Like I said…never discount the power of the truth. Especially when the opposition is the King of Lies.
Let us pray.
AG
you have proof of this?
She has had a great deal of national media coverage over the preceding several years, especially when she made that Citigroup crack. Yes, she now has name recognition. What she has done with it? Not much. But it could be amped up by pros in a matter of weeks.
AG
Not that her name recognition is huge. Yet. Bad writing on my part. I meant that name recognition is a huge part of running a national campaign.
AG
It should be easy enough to measure. They do polls on name recognition all the time. I don’t remember if she was ever included in one since she has said repeatedly she is not running in 2016.
I posted the above comment as a stand-alone post.
Who Can Stop Trump? Elizabeth Warren Is the Best Bet.
Comment there is you wish to do so.
Later…
AG
And the genius of the PermaGov is getting you to not discuss Congress at all. Except in the “I hate Congress, but I love my representatives” framework. George W. Bush’s term was devastating because he had control of Congress for four years, and the Democrats never went scorched earth on his horrible policies and appointments like McConnell treated Obama. And it is now locked into many nooks and crannies of law and bureacratic precedents.

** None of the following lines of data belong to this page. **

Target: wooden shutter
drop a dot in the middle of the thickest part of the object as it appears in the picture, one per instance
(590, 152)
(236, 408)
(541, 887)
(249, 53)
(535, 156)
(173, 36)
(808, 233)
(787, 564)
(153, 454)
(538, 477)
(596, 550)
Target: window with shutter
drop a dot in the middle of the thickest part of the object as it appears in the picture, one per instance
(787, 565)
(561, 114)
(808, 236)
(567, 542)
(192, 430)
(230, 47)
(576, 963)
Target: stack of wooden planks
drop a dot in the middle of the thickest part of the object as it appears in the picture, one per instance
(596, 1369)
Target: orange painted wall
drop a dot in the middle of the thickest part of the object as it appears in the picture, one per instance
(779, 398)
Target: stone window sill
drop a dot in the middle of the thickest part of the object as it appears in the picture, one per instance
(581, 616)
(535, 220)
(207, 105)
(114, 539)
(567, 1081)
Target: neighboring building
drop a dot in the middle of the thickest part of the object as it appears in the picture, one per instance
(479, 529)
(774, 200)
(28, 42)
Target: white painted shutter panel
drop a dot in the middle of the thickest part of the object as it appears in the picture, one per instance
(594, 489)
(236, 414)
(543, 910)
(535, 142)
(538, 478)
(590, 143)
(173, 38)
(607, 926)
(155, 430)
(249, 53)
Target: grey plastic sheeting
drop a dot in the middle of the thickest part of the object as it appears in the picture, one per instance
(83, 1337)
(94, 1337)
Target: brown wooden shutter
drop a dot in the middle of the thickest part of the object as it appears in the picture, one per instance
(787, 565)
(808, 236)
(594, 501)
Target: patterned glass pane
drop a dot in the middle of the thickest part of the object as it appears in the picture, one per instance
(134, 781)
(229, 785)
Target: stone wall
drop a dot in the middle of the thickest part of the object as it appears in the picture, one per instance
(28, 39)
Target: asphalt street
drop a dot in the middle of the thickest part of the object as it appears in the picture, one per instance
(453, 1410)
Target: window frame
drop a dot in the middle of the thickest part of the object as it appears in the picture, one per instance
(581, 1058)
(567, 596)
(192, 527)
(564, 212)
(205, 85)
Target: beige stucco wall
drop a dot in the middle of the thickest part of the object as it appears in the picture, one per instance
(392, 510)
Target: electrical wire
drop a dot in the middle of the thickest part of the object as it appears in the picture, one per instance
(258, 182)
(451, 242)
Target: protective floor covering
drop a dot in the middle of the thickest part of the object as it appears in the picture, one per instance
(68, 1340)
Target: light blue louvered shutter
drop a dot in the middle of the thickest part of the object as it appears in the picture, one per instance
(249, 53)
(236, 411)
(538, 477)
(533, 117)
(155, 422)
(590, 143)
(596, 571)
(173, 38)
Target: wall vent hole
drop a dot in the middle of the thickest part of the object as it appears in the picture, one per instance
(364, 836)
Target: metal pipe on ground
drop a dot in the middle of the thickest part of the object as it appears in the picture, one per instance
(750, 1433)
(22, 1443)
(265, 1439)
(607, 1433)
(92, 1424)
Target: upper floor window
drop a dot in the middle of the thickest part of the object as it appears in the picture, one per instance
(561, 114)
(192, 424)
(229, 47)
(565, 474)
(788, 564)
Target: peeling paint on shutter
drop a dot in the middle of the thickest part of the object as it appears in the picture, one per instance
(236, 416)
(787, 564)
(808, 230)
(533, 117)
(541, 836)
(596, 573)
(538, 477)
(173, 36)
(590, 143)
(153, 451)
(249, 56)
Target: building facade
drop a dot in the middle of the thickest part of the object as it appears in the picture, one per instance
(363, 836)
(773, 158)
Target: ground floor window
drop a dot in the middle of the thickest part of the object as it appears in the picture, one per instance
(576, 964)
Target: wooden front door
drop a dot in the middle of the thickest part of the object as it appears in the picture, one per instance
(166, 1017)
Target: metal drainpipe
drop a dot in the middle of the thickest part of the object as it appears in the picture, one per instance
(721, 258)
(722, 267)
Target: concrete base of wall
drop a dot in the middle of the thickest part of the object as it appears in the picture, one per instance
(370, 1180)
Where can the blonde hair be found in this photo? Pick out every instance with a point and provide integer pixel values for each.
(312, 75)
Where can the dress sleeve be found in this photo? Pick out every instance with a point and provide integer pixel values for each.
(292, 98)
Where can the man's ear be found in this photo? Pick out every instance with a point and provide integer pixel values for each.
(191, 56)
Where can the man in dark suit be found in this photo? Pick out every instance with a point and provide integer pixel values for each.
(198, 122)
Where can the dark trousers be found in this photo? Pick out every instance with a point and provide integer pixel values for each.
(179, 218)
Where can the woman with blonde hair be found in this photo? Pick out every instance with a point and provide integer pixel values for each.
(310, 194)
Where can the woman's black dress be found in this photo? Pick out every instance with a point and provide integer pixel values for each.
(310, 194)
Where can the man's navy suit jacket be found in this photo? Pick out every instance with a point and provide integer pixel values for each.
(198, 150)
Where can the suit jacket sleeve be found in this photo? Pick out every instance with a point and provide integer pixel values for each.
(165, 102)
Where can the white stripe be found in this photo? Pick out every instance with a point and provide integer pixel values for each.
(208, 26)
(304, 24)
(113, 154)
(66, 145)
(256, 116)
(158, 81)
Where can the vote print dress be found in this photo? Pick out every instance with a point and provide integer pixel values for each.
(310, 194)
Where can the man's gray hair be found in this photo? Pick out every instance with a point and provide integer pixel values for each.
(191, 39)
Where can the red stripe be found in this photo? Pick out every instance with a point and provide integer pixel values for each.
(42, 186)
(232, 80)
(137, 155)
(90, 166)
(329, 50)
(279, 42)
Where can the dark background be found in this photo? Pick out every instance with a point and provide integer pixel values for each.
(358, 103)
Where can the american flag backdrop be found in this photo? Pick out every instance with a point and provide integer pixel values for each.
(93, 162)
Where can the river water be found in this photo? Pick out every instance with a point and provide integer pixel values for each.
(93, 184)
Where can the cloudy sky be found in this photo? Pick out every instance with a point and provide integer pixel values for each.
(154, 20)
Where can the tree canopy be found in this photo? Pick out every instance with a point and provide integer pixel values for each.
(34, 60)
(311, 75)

It will take a huge wave to clear out all of the Bush brush and the Obama veneer on top of it.
New Poll Out:
When Iowa Republicans are asked who they would support in their local caucus, Ben Carson
(23%) and Donald Trump (23%) tie for the top spot. The next tier of candidates includes Carly Fiorina (10%) and Ted Cruz (9%), followed by Scott Walker (7%), Jeb Bush (5%), John Kasich (4%), Marco Rubio (4%), and Rand Paul (3%). The last two Iowa caucus victors, Mike Huckabee and Rick Santorum, each garner 2% of the vote. None of the other six candidates included in the poll register more than 1% support.
http://www.monmouth.edu/assets/0/32212254770/32212254991/32212254992/32212254994/32212254995/3006477
1087/85775b52-ec99-4ad3-bbee-14826bdf86e5.pdf
People in Iowa are signalling the media to drop Trump and put Carson under the spotlight. Carly’s next up. It looks to me like a crazy vetting process going on through using polls to drive vetting from the least candidates up through the stack.
Weird. At least that keeps all of the candidates spending money.
Trump pulled a Willie Horton Ad on Jeb.
BWA HA HA HA HA HAHA AH AH AH
Jeb looks weak and ineffectual.
But this is the dog days of primary season. Perry and Bachman led in Iowa at this point.
Jeb reminds me of no one so much as John Kerry at this point. But then Kerry wasn’t brother to a failed President.
Carson is actually the bigger threat.
Carson? Really?
I’ll agree that that Carson could be a more dangerous president than Trump (I don’t think so, but its an arguable point).
What ISN’T arguable is that Carson has ZERO chance of being elected in a general election … even if the D candidate dies (Remember Carnahan?). There are not too many people in this country who will refuse to vote for a woman for Pres (some, but I think they are rare). There are LOTS of people who will NOT vote for a black man … I don’t care what his message is. Oddly enough, most of those people live in the states where Carson would be “strongest”. Shift 150K votes in NC and its presidential blue. Forget moving Florida to red, you’ve just lost West Virginia, Virginia is completely out of reach.
Nah, Carson is the bogeyman under the bed. Scary, but totally not believable.